75% Accuracy Stock Prediction with Financial KPIs

Oleg Kazanskyi
9 min readJun 27, 2022

--

Photo by Yiorgos Ntrahas on Unsplash

FOREWORD

In the series of posts I am trying to collect data from the financial markets and build a working ML model for predicting the future stock value fluctuations.

As a recap, I have already created scripts to collect the 15 most important financial KPIs for publicly traded companies including historical data.

I also have scripts on hand to scrap the information about market conditions and future market expectations for the same stocks.

As the final result, I combined the information above and now I am ready to start building an ML model. I am covering the results in today's article.

A short spoiler — the model successfully predicted 75% of stock movements correctly with a mean absolute error of under 5%.

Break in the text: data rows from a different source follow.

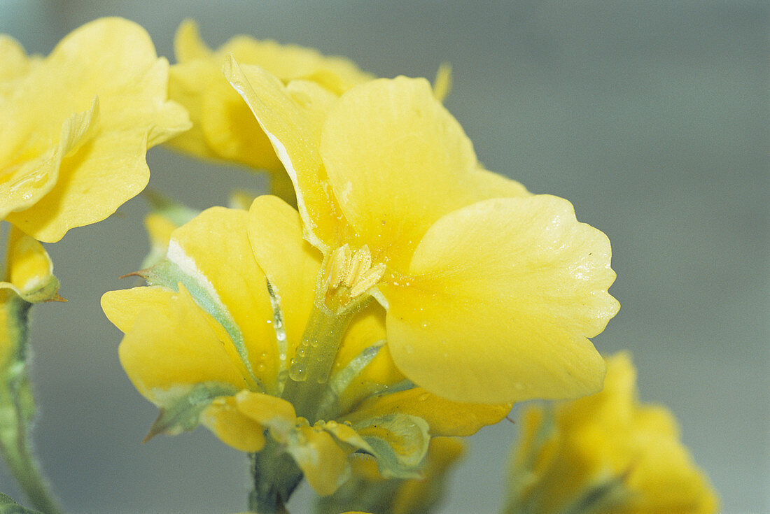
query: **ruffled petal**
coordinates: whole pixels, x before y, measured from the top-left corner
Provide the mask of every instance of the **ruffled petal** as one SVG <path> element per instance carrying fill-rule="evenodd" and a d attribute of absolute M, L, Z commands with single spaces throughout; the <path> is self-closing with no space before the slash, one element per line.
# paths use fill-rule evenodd
<path fill-rule="evenodd" d="M 8 289 L 30 303 L 61 300 L 53 262 L 37 240 L 12 227 L 8 236 L 5 279 L 0 289 Z"/>
<path fill-rule="evenodd" d="M 285 339 L 279 359 L 288 369 L 313 309 L 320 253 L 302 239 L 300 215 L 276 196 L 258 196 L 249 212 L 249 239 L 278 303 Z"/>
<path fill-rule="evenodd" d="M 470 140 L 428 82 L 405 77 L 340 97 L 320 152 L 360 244 L 375 261 L 387 256 L 402 266 L 434 222 L 467 202 L 463 192 L 477 167 Z"/>
<path fill-rule="evenodd" d="M 176 386 L 203 382 L 248 383 L 223 347 L 215 322 L 184 288 L 164 304 L 142 311 L 120 343 L 120 362 L 145 397 L 162 403 Z"/>
<path fill-rule="evenodd" d="M 601 387 L 588 337 L 618 311 L 610 245 L 554 196 L 486 200 L 423 238 L 410 276 L 381 285 L 397 365 L 455 401 L 573 398 Z M 430 363 L 430 365 L 426 363 Z"/>
<path fill-rule="evenodd" d="M 248 230 L 246 211 L 213 207 L 172 233 L 166 259 L 195 283 L 196 301 L 269 386 L 278 372 L 273 312 Z"/>
<path fill-rule="evenodd" d="M 48 193 L 45 205 L 8 219 L 52 242 L 135 195 L 147 182 L 147 148 L 189 127 L 184 109 L 166 102 L 167 78 L 149 35 L 127 20 L 96 20 L 65 38 L 0 109 L 0 169 L 20 195 L 2 195 L 0 212 L 28 209 Z"/>
<path fill-rule="evenodd" d="M 321 125 L 336 97 L 311 82 L 283 85 L 258 66 L 225 64 L 225 76 L 246 100 L 294 183 L 305 237 L 325 249 L 336 240 L 337 211 L 325 188 L 318 151 Z"/>
<path fill-rule="evenodd" d="M 232 396 L 215 399 L 202 412 L 200 422 L 241 452 L 259 452 L 265 446 L 264 428 L 239 410 Z"/>

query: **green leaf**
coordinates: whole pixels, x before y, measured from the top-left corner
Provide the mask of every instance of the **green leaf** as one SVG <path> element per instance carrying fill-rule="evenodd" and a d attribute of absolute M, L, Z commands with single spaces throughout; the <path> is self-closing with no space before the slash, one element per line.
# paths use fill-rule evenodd
<path fill-rule="evenodd" d="M 176 262 L 165 259 L 152 268 L 142 272 L 149 285 L 162 285 L 173 291 L 179 291 L 181 282 L 203 310 L 210 314 L 227 332 L 233 344 L 243 361 L 249 374 L 254 382 L 263 389 L 262 382 L 254 374 L 249 360 L 249 352 L 246 347 L 243 333 L 235 319 L 222 302 L 211 282 L 202 274 L 189 272 Z"/>
<path fill-rule="evenodd" d="M 232 385 L 216 382 L 178 386 L 171 389 L 155 392 L 156 398 L 162 406 L 142 442 L 158 434 L 176 436 L 194 429 L 200 422 L 201 412 L 215 399 L 231 396 L 236 392 L 236 388 Z"/>
<path fill-rule="evenodd" d="M 41 512 L 22 507 L 8 495 L 0 492 L 0 514 L 41 514 Z"/>
<path fill-rule="evenodd" d="M 347 365 L 332 375 L 318 407 L 319 418 L 323 419 L 333 416 L 334 408 L 336 406 L 340 395 L 347 389 L 357 376 L 360 375 L 370 362 L 374 360 L 380 349 L 384 345 L 385 341 L 378 341 L 371 346 L 363 349 L 360 353 L 350 359 Z"/>
<path fill-rule="evenodd" d="M 371 447 L 384 478 L 420 477 L 420 466 L 430 442 L 430 427 L 424 419 L 387 414 L 360 421 L 353 428 Z"/>

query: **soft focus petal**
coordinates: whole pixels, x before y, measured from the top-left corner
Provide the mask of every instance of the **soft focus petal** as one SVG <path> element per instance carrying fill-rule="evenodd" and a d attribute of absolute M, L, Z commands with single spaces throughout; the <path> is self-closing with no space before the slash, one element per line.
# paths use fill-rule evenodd
<path fill-rule="evenodd" d="M 127 333 L 134 326 L 136 316 L 145 309 L 165 311 L 176 293 L 165 287 L 135 287 L 108 291 L 102 295 L 102 310 L 107 319 Z"/>
<path fill-rule="evenodd" d="M 166 142 L 167 146 L 203 159 L 219 159 L 214 149 L 209 146 L 200 122 L 203 115 L 203 85 L 219 80 L 221 70 L 206 61 L 193 60 L 171 67 L 169 98 L 187 109 L 192 127 Z"/>
<path fill-rule="evenodd" d="M 93 135 L 99 112 L 95 98 L 89 109 L 65 120 L 55 145 L 49 143 L 53 136 L 44 134 L 42 128 L 28 135 L 29 129 L 18 127 L 19 118 L 5 123 L 0 119 L 0 166 L 5 168 L 0 181 L 0 217 L 10 214 L 12 221 L 12 211 L 34 206 L 56 185 L 62 161 Z M 24 225 L 25 218 L 18 222 Z"/>
<path fill-rule="evenodd" d="M 37 59 L 27 57 L 18 41 L 0 34 L 0 96 L 6 91 L 8 82 L 26 75 Z"/>
<path fill-rule="evenodd" d="M 219 159 L 283 172 L 270 140 L 221 72 L 204 93 L 200 126 L 206 144 Z"/>
<path fill-rule="evenodd" d="M 417 384 L 489 403 L 601 388 L 604 362 L 587 338 L 618 310 L 610 245 L 568 202 L 500 199 L 452 212 L 410 272 L 381 287 L 391 354 Z"/>
<path fill-rule="evenodd" d="M 178 386 L 216 382 L 248 387 L 213 322 L 183 286 L 168 303 L 142 311 L 119 348 L 120 362 L 137 390 L 157 402 Z"/>
<path fill-rule="evenodd" d="M 305 79 L 334 95 L 370 78 L 347 59 L 249 36 L 236 36 L 212 51 L 192 20 L 179 25 L 174 43 L 179 64 L 172 68 L 170 95 L 190 111 L 196 126 L 171 145 L 276 172 L 283 172 L 283 165 L 249 107 L 222 76 L 223 64 L 232 55 L 242 64 L 261 66 L 283 82 Z"/>
<path fill-rule="evenodd" d="M 324 249 L 336 239 L 336 208 L 324 188 L 318 145 L 321 125 L 336 97 L 310 82 L 281 81 L 257 66 L 225 65 L 225 76 L 246 100 L 294 182 L 305 237 Z"/>
<path fill-rule="evenodd" d="M 10 289 L 25 302 L 35 303 L 61 299 L 53 262 L 38 241 L 15 227 L 8 236 L 5 279 L 0 288 Z"/>
<path fill-rule="evenodd" d="M 135 195 L 147 182 L 147 149 L 189 126 L 166 100 L 167 76 L 146 32 L 127 20 L 96 20 L 65 38 L 0 109 L 0 189 L 10 189 L 0 212 L 27 209 L 8 219 L 55 242 Z"/>
<path fill-rule="evenodd" d="M 525 411 L 513 462 L 508 512 L 713 514 L 716 496 L 680 441 L 676 421 L 640 404 L 628 354 L 607 359 L 604 388 L 591 396 Z"/>

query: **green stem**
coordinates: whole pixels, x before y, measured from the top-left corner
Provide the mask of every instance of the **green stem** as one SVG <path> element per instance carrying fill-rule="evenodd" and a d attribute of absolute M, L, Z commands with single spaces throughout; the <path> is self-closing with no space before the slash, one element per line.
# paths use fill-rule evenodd
<path fill-rule="evenodd" d="M 265 447 L 251 453 L 253 489 L 249 510 L 258 514 L 288 514 L 286 503 L 302 480 L 302 471 L 293 458 L 269 435 Z"/>
<path fill-rule="evenodd" d="M 32 450 L 29 426 L 35 402 L 27 377 L 32 304 L 9 295 L 0 299 L 0 455 L 35 509 L 62 514 Z"/>
<path fill-rule="evenodd" d="M 281 397 L 290 402 L 298 416 L 316 419 L 337 350 L 357 309 L 332 311 L 320 302 L 313 309 L 302 341 L 289 370 Z"/>

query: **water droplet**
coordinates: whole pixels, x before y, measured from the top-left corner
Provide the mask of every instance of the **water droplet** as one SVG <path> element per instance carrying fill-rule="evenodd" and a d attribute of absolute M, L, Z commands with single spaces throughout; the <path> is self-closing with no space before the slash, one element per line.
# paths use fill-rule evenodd
<path fill-rule="evenodd" d="M 294 382 L 305 382 L 307 379 L 307 369 L 302 365 L 293 364 L 289 370 L 289 376 Z"/>

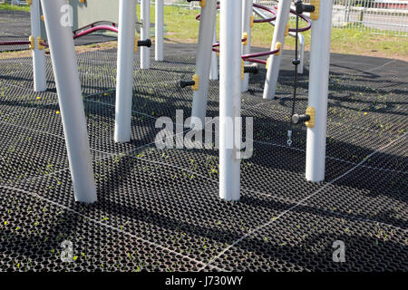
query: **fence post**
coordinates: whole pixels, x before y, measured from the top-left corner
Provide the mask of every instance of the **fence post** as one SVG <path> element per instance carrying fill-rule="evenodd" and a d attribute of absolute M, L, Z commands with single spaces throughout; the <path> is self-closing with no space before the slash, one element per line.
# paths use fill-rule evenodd
<path fill-rule="evenodd" d="M 121 0 L 119 5 L 118 63 L 116 77 L 116 142 L 129 142 L 131 128 L 131 98 L 135 46 L 136 0 Z"/>
<path fill-rule="evenodd" d="M 247 34 L 248 39 L 242 44 L 242 54 L 249 54 L 251 52 L 251 15 L 252 15 L 252 0 L 242 0 L 242 33 Z M 245 64 L 248 64 L 246 62 Z M 247 92 L 249 87 L 249 73 L 244 74 L 244 80 L 241 82 L 241 92 Z"/>

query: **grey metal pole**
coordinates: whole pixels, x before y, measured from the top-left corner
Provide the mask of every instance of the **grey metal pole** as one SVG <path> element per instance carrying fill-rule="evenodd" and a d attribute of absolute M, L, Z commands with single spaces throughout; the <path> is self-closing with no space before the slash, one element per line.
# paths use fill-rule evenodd
<path fill-rule="evenodd" d="M 91 151 L 73 30 L 63 26 L 61 8 L 65 0 L 41 0 L 53 61 L 75 200 L 96 201 Z"/>
<path fill-rule="evenodd" d="M 116 142 L 129 142 L 133 95 L 136 0 L 121 0 L 119 10 L 114 138 Z"/>
<path fill-rule="evenodd" d="M 217 0 L 207 0 L 206 5 L 201 7 L 199 20 L 199 46 L 196 56 L 196 86 L 193 87 L 194 96 L 191 112 L 191 128 L 199 119 L 204 124 L 207 113 L 207 101 L 209 98 L 209 71 L 211 68 L 212 42 L 214 39 L 215 24 L 217 19 Z"/>

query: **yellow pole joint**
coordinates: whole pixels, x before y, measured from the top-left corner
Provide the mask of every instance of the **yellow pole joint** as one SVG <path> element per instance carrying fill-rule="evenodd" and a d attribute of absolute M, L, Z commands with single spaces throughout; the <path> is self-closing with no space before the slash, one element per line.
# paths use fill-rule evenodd
<path fill-rule="evenodd" d="M 243 33 L 243 34 L 242 34 L 242 38 L 245 39 L 245 40 L 242 42 L 242 44 L 248 45 L 248 33 Z"/>
<path fill-rule="evenodd" d="M 305 122 L 305 125 L 307 128 L 313 128 L 315 127 L 315 121 L 316 121 L 316 110 L 314 107 L 307 107 L 306 109 L 306 115 L 310 116 L 310 120 L 306 121 Z"/>
<path fill-rule="evenodd" d="M 40 51 L 44 50 L 44 48 L 42 44 L 43 42 L 44 42 L 44 40 L 41 39 L 41 36 L 38 36 L 37 37 L 37 47 Z"/>
<path fill-rule="evenodd" d="M 289 35 L 289 24 L 287 24 L 287 27 L 285 28 L 285 36 Z"/>
<path fill-rule="evenodd" d="M 134 36 L 134 50 L 133 52 L 136 53 L 138 52 L 138 41 L 139 41 L 139 37 L 138 35 Z"/>
<path fill-rule="evenodd" d="M 31 35 L 30 37 L 28 37 L 28 41 L 30 42 L 28 46 L 30 46 L 31 50 L 34 50 L 35 48 L 35 39 L 34 39 L 34 37 L 33 35 Z"/>

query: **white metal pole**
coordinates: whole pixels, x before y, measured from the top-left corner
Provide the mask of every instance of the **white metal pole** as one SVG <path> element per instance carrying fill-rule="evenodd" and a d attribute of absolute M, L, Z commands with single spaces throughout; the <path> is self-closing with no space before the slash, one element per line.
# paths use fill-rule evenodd
<path fill-rule="evenodd" d="M 164 31 L 164 3 L 163 0 L 156 0 L 156 24 L 155 24 L 155 60 L 162 62 L 164 60 L 163 53 L 163 31 Z"/>
<path fill-rule="evenodd" d="M 41 0 L 75 200 L 96 201 L 91 151 L 86 130 L 73 30 L 60 23 L 65 0 Z"/>
<path fill-rule="evenodd" d="M 299 61 L 300 63 L 297 65 L 297 72 L 303 74 L 303 70 L 305 68 L 305 37 L 302 34 L 297 34 L 297 39 L 299 40 Z"/>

Let's go and check the details!

PART I. THE LIST OF VARIABLES

We have about 30 variables in total and it may be a little overwhelming to remember all of them. I will list them with a proper name for future reference:

  • date — day of the operation for trading transactions, for financial KPIs we show the latest results. DATE
  • roe — Return on Equity. NUMBER
  • longTermDebtEquity — Debt to Equity Ratio for the long-term notes. NUMBER
  • revenueQoQ — Revenue Quarter over Quarter. NUMBER
  • epsQoQ — Earnings per Stock Quarter over Quarter. NUMBER
  • piotroskiFScore — Financial health in the range from 1 to 10. NUMBER
  • currentRatio — Company's short-term liquidity. NUMBER
  • roa -Return on Assets. NUMBER
  • profitMargin — how many cents of profit have been generated for each dollar of sale. NUMBER
  • peRatio — Price to Earnings Ratio. NUMBER
  • pbRatio — Price to Balance Ratio. NUMBER
  • trailingPEG1Y — Price/Earnings to Growth Ratio. NUMBER
  • VIX_high — Volatility index daily highest value. NUMBER
  • sector — company's sector. CATEGORICAL
  • industry — company's industry. CATEGORICAL
  • 10Y_bonds — 10-year US treasury notes daily yield value. NUMBER
  • 10Y_bond_MoM — Month over Month changes of the 10 year US treasury note. NUMBER
  • Debt-to-Equity_Ratio — Total company's liabilities divided by the equity. NUMBER
  • DividendsYield — The percentage of a company's share price that it pays out in dividends each year. NUMBER
  • PayoutRatio — The portion of earnings a company pays as dividends. NUMBER
  • Acc_Rec_Pay_Ration — Accounts Receivable Turnover Ratio. NUMBER
  • Earnings_per_stock — profit per outstanding share of stock divided by stock's value to get the percentage value. NUMBER
  • dividends_change — After the company's new dividends announcement, how strongly the payments changed. NUMBER
  • prev_div_change — What's the latest dividends change was before the latest announcement. NUMBER
  • days_after_divid_report — how many days passed from the latest announcement of dividends change. NUMBER
  • surprise_% — the difference between the latest reported earnings per stock and the market expectations. NUMBER
  • expected_growth — what are the expected earnings per stock by market participants. NUMBER
  • previous_surprise — the difference between the reported earnings and expectations of the previous report period. NUMBER
  • days_after_earn_report — how many days passed after the latest report date when the company publishes the official results. NUMBER
  • future_30dprice_change — Percent of price change for a specific stock in 30 days. NUMBER

We use the latest variable as our target. We will try to teach our model to predict the price after 30 days of today's date.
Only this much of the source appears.